Charles Snowden’s message is fundamental and timeless, and given voter turnout trends among his peers, that message needs to be heard again.
“Voting is our civic duty,” said Snowden, a senior linebacker on Virginia’s football team, “and if you want to see change in this country, whatever that looks like to you — I can’t tell people [what] to believe or what their trust in the government should be — but it’s definitely … an action that you can look to yourself and say I did my part to make change.”
Tuesday is Election Day, the second presidential election in which Snowden is eligible to vote. It’s the first for thousands of college students nationally, newly enfranchised young people whose politics are as diverse as their races, backgrounds and religions.
This is also the first Election Day the NCAA has made a mandatory off day for college athletes, a largely symbolic gesture in this year of early voting, and perhaps an inconvenience for some routine-obsessed coaches.
No matter. Like Snowden’s words, the NCAA’s action is spot-on.
“We can tweet out, and we can voice our opinions and we can have meetings, but there needs to be action, right?” Boston College football coach Jeff Hafley said. “I think that this is one of those examples of taking action.”

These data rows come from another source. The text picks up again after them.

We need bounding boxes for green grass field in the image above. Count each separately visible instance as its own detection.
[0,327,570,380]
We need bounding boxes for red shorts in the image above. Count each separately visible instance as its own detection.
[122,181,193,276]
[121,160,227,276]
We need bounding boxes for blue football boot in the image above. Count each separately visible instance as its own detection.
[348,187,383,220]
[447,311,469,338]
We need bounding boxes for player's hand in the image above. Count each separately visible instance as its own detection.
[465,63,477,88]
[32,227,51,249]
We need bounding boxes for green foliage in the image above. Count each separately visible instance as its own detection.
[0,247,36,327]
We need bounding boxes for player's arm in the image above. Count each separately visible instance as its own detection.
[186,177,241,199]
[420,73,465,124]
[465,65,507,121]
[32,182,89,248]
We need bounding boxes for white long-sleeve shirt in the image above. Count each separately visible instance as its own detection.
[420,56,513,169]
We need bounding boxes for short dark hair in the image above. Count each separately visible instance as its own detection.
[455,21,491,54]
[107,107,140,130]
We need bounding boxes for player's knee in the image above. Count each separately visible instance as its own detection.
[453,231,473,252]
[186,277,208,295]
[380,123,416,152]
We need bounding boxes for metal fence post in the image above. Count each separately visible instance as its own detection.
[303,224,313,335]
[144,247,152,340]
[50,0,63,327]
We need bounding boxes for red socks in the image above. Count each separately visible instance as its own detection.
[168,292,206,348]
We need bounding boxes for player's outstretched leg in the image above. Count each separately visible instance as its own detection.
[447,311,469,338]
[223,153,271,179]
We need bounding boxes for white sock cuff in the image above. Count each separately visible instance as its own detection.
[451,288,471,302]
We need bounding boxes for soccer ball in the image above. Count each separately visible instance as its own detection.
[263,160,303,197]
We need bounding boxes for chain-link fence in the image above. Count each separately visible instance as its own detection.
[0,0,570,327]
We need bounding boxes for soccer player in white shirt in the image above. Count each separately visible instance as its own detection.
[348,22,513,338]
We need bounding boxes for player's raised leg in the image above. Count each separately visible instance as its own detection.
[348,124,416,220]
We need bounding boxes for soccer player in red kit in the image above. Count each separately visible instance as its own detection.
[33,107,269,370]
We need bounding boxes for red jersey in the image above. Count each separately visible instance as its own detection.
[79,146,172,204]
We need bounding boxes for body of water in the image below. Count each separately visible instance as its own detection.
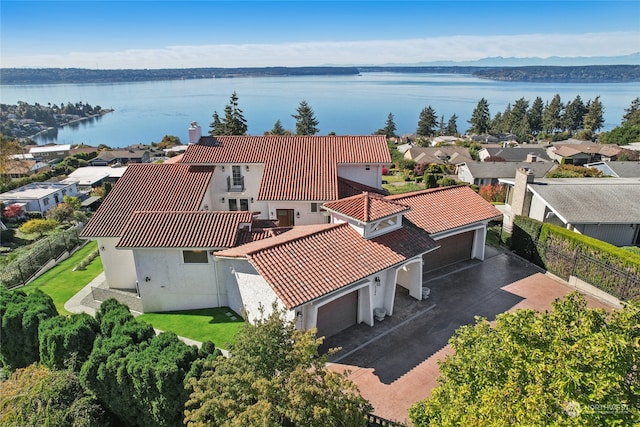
[0,73,640,147]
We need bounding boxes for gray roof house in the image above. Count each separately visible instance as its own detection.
[478,144,552,162]
[585,162,640,178]
[457,162,557,186]
[498,168,640,246]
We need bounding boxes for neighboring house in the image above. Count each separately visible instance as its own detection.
[3,159,51,179]
[60,166,127,193]
[82,136,500,335]
[457,162,556,186]
[404,146,473,165]
[0,182,79,214]
[478,145,551,163]
[584,162,640,178]
[547,143,623,166]
[89,149,151,166]
[499,168,640,246]
[29,144,71,162]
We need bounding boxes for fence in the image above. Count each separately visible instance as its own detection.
[0,227,85,289]
[367,414,405,427]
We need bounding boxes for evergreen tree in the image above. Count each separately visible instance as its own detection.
[416,105,438,136]
[562,95,586,132]
[446,114,458,135]
[209,91,247,136]
[622,96,640,124]
[264,119,291,135]
[291,101,319,135]
[582,96,604,132]
[542,94,564,134]
[528,96,544,135]
[469,98,491,135]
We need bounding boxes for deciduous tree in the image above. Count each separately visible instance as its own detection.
[409,293,640,427]
[469,98,491,135]
[416,105,438,136]
[20,219,59,237]
[185,307,371,427]
[0,286,58,370]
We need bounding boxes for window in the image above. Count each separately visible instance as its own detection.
[231,166,242,187]
[182,251,209,264]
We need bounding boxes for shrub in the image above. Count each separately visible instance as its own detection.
[0,287,58,370]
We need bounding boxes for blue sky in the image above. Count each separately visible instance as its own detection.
[0,0,640,69]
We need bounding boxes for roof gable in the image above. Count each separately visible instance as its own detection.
[81,163,213,237]
[387,185,502,234]
[323,193,409,223]
[216,221,438,309]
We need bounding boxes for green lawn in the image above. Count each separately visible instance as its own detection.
[137,307,244,349]
[19,242,102,315]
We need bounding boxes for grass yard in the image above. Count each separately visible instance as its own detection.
[136,307,244,349]
[18,242,102,315]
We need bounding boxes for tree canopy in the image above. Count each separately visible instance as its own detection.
[291,101,320,135]
[409,293,640,427]
[185,307,371,427]
[209,91,248,136]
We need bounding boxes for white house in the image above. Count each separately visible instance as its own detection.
[0,182,79,214]
[499,168,640,246]
[82,136,500,335]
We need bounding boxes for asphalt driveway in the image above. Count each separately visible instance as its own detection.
[323,249,609,423]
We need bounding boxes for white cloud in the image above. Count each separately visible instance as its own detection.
[2,32,640,69]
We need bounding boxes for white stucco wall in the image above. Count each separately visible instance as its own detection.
[207,163,265,212]
[133,249,221,312]
[97,237,136,290]
[338,164,383,188]
[458,165,473,184]
[216,258,295,321]
[574,224,638,246]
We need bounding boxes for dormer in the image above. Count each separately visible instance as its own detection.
[323,192,410,239]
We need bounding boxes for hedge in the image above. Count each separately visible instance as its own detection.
[538,223,640,300]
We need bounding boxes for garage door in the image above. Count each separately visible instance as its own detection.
[317,291,358,337]
[424,231,474,271]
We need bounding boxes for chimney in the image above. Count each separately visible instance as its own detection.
[511,168,535,216]
[189,122,202,144]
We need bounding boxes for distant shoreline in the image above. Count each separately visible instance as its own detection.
[0,65,640,85]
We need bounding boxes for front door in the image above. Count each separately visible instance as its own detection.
[276,209,294,227]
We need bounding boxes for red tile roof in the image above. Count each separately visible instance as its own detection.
[116,211,253,249]
[323,193,409,223]
[386,185,502,234]
[182,135,391,201]
[81,164,214,238]
[216,221,438,309]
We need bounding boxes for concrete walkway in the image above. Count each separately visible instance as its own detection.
[64,272,208,357]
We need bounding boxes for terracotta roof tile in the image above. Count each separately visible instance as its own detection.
[386,185,502,234]
[117,211,253,249]
[323,193,409,223]
[81,164,213,238]
[182,135,391,201]
[216,221,438,309]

The 2020 confluence of a presidential election, global health and economic crisis, shocking instances of racial injustice and NCAA debate on name, image and likeness have engaged and empowered college athletes like never before.
And that power is likely to endure.
“With everything going on and with me someone who just turned old enough to make an impact in that way,” Virginia sophomore defensive lineman Jowon Briggs said Monday, “it’s really been important for me to read up on things and sort of delve deeper into how … politics actually work. So I can pick and choose … where I want to throw my ballot. So it’s really important for me to know what I’m fighting for, quote-unquote, and what I’m really pushing for as far as change goes.”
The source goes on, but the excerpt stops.